All 5 NASA Mars Rovers · Side by Side
| Rover | Landing | Site | Mass | Power | Cameras | Distance | Sols | Cost | Status |
|---|---|---|---|---|---|---|---|---|---|
| Perseverance | Feb 2021 | Jezero Crater | 1,025 kg | MMRTG (nuclear) | 23 | — | — | $2.7B | ● Active |
| Curiosity | Aug 2012 | Gale Crater | 899 kg | MMRTG (nuclear) | 17 | — | — | $2.5B | ● Active |
| Opportunity | Jan 2004 | Meridiani Planum | 185 kg | Solar panels | 9 | 45.16 km | 5,352 | $400M* | Completed 2019 |
| Spirit | Jan 2004 | Gusev Crater | 185 kg | Solar panels | 9 | 7.73 km | 2,208 | $400M* | Completed 2010 |
| Sojourner | Jul 1997 | Ares Vallis | 10.6 kg | Solar + battery | 3 | ~0.1 km | 83 | $265M† | Completed 1997 |
* Combined MER programme cost (Spirit + Opportunity). † Total Pathfinder mission cost.

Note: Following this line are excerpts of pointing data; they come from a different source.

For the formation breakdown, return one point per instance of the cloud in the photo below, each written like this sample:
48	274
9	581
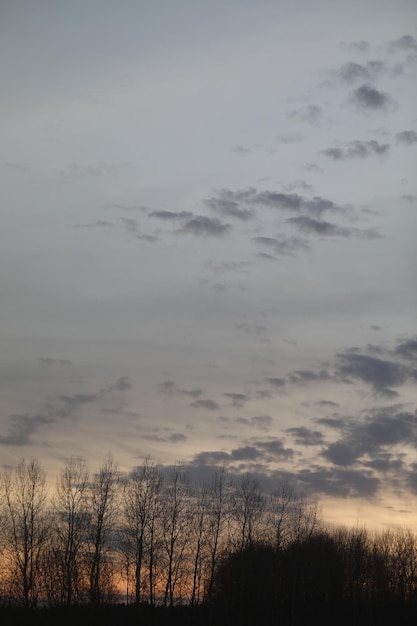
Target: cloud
250	329
96	224
122	384
79	399
276	382
327	403
310	114
274	448
317	227
310	226
171	215
407	349
191	393
202	226
368	97
380	374
50	361
227	203
301	377
298	184
94	170
282	245
407	137
171	438
356	46
407	43
409	198
22	427
237	399
306	437
289	138
263	422
357	150
340	453
132	227
369	438
340	482
167	386
277	200
351	72
205	404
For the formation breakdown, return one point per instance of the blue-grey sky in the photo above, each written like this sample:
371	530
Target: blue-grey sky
209	217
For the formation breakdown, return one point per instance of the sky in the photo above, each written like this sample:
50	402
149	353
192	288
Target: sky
208	242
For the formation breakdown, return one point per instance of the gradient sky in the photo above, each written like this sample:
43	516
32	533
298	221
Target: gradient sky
208	243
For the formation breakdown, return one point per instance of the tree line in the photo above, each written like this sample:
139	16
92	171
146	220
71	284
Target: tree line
153	538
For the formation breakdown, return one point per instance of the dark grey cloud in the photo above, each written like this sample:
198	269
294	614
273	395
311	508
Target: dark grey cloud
171	215
256	329
407	43
369	438
298	184
327	403
301	377
274	449
305	436
228	204
260	451
337	423
357	150
77	400
292	202
203	226
237	399
276	382
407	137
311	226
407	349
341	453
167	386
205	404
351	72
282	245
131	226
263	422
380	374
22	427
170	387
121	384
368	97
386	462
340	482
160	438
289	138
312	167
50	361
191	393
356	46
311	114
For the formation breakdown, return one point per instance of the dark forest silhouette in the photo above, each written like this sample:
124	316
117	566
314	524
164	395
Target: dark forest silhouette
152	548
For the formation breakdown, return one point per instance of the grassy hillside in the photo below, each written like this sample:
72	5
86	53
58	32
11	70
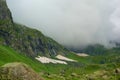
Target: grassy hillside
82	70
25	40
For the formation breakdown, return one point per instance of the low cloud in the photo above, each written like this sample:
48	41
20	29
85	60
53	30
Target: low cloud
72	23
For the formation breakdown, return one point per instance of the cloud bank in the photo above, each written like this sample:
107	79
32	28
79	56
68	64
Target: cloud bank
72	23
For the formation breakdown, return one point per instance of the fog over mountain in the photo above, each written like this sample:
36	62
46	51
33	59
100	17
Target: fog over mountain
72	23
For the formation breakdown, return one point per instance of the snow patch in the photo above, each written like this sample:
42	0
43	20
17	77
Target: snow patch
64	58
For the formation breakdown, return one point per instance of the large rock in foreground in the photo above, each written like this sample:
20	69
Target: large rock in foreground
18	71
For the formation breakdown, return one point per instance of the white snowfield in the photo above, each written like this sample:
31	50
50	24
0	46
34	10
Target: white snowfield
64	58
49	60
54	61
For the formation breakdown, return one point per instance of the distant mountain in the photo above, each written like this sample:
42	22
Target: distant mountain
29	41
95	49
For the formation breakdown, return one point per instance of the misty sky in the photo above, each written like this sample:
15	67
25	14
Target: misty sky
70	22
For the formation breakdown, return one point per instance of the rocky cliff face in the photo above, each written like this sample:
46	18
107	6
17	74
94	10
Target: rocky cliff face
18	71
26	40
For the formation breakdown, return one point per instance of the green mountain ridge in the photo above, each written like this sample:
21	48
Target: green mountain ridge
23	39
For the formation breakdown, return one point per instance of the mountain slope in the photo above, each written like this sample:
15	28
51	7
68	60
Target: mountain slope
23	39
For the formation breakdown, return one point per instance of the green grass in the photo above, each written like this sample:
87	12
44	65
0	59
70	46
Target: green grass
86	66
8	55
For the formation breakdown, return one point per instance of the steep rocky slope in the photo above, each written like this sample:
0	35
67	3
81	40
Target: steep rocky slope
26	40
18	71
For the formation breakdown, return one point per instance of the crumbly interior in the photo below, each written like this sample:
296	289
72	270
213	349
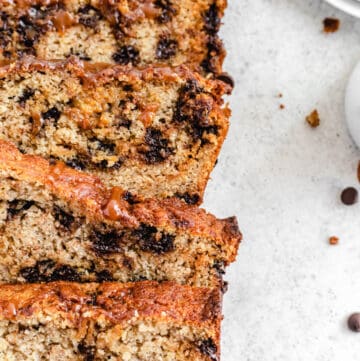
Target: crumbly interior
153	138
41	240
123	32
54	340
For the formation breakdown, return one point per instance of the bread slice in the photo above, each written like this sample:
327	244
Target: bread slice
155	131
125	32
57	223
143	321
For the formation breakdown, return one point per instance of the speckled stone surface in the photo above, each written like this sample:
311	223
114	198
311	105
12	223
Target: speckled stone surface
290	291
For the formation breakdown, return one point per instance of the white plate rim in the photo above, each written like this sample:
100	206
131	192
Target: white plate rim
350	6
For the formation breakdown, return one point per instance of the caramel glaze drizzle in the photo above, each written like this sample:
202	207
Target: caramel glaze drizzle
111	10
117	209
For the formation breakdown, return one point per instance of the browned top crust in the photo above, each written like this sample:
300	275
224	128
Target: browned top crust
88	196
102	73
199	24
116	303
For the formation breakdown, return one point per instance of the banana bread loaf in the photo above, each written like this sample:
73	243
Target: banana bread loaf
125	32
143	321
154	131
57	223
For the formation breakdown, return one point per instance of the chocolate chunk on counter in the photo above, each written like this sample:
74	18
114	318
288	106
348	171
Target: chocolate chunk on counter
349	196
354	322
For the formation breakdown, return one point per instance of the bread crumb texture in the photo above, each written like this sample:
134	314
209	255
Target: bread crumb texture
143	321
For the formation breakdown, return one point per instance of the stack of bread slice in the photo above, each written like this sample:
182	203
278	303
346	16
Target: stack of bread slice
111	121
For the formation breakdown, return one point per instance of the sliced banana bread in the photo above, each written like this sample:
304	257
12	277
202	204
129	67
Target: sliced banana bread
155	131
134	32
144	321
57	223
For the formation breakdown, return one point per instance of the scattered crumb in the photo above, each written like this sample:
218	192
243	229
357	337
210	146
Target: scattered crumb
333	241
313	119
331	25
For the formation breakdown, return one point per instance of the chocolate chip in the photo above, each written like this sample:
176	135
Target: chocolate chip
354	322
65	273
87	350
219	266
157	146
349	196
166	48
28	31
104	276
212	20
77	163
26	95
17	206
126	123
189	198
41	272
126	55
52	113
214	48
227	79
65	219
167	10
150	240
106	243
89	16
208	348
130	198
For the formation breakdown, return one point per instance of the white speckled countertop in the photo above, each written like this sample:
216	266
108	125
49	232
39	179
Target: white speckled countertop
290	292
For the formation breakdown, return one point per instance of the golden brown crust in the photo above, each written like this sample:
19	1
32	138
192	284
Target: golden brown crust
100	73
97	76
116	303
90	198
199	24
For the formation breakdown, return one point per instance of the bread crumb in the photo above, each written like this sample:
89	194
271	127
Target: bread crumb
313	119
333	240
331	25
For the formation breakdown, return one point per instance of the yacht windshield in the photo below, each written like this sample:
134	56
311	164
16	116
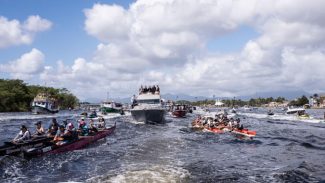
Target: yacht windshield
149	101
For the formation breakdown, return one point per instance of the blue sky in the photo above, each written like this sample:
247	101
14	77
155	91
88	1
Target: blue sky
67	38
214	47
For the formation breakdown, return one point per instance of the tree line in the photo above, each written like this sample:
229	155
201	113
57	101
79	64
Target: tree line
16	96
255	102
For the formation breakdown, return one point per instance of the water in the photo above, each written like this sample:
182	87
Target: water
286	149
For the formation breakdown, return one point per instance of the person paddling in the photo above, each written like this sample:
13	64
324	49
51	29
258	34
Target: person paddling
83	128
53	128
23	135
39	129
92	127
59	137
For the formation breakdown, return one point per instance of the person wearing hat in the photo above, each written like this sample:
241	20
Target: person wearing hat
83	128
23	135
53	128
39	129
59	135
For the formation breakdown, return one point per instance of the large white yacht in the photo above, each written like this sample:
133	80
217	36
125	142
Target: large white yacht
148	108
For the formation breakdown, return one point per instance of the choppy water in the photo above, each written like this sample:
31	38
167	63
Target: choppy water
286	149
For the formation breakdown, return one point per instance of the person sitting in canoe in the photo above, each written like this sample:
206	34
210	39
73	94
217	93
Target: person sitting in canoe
53	128
23	135
63	136
83	129
59	135
39	129
92	127
101	123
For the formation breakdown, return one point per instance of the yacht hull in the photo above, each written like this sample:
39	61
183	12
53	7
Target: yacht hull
149	115
42	110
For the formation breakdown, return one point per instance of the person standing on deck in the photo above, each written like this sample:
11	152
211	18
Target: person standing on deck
23	135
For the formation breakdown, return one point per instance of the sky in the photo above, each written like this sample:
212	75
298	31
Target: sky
205	47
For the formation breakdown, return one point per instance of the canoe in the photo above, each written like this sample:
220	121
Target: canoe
13	149
80	143
244	132
214	130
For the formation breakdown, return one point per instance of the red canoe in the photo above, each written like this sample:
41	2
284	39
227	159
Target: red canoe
244	132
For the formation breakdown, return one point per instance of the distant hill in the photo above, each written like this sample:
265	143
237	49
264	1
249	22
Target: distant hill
289	95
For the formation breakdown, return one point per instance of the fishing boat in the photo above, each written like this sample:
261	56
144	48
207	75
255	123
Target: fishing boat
44	104
14	149
80	143
179	111
148	108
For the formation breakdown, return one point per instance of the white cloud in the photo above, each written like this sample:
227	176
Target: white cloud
37	24
12	32
164	42
26	66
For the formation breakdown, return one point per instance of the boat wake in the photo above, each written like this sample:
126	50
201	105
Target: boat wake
154	173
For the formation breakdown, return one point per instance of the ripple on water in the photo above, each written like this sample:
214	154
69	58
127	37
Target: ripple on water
138	174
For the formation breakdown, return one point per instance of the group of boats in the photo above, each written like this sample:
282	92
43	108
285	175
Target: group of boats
147	107
220	123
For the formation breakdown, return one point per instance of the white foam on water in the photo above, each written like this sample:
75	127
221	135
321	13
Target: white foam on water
156	173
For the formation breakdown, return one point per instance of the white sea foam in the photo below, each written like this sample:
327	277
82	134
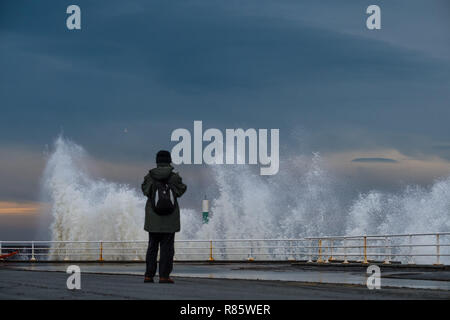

In 29 years, NASA's Mars rovers grew from Sojourner's 10.6 kg — small enough to fit on a desk — to Perseverance's 1,025 kg, roughly the size of a small car. Each generation brought exponential leaps in capability: from Sojourner's single APXS instrument to Perseverance's seven science instruments, 23 cameras, a coring drill, a sample caching system and an oxygen-production experiment.
Spirit and Opportunity were solar-powered, making them vulnerable to dust storms and Martian winters. Opportunity ultimately died when a global dust storm blocked all sunlight. Curiosity and Perseverance carry nuclear batteries (MMRTGs) that generate power from plutonium-238 decay, enabling year-round operations regardless of weather or season.
Sojourner and the MER twins used airbag landings — bouncing to the surface inside cocoons of inflated bags. Curiosity was too heavy for airbags, so engineers invented the sky crane: a rocket-powered descent stage that lowered the rover on cables for a wheels-down landing. Perseverance reused this system and added terrain-relative navigation, autonomously diverting to avoid hazards during descent.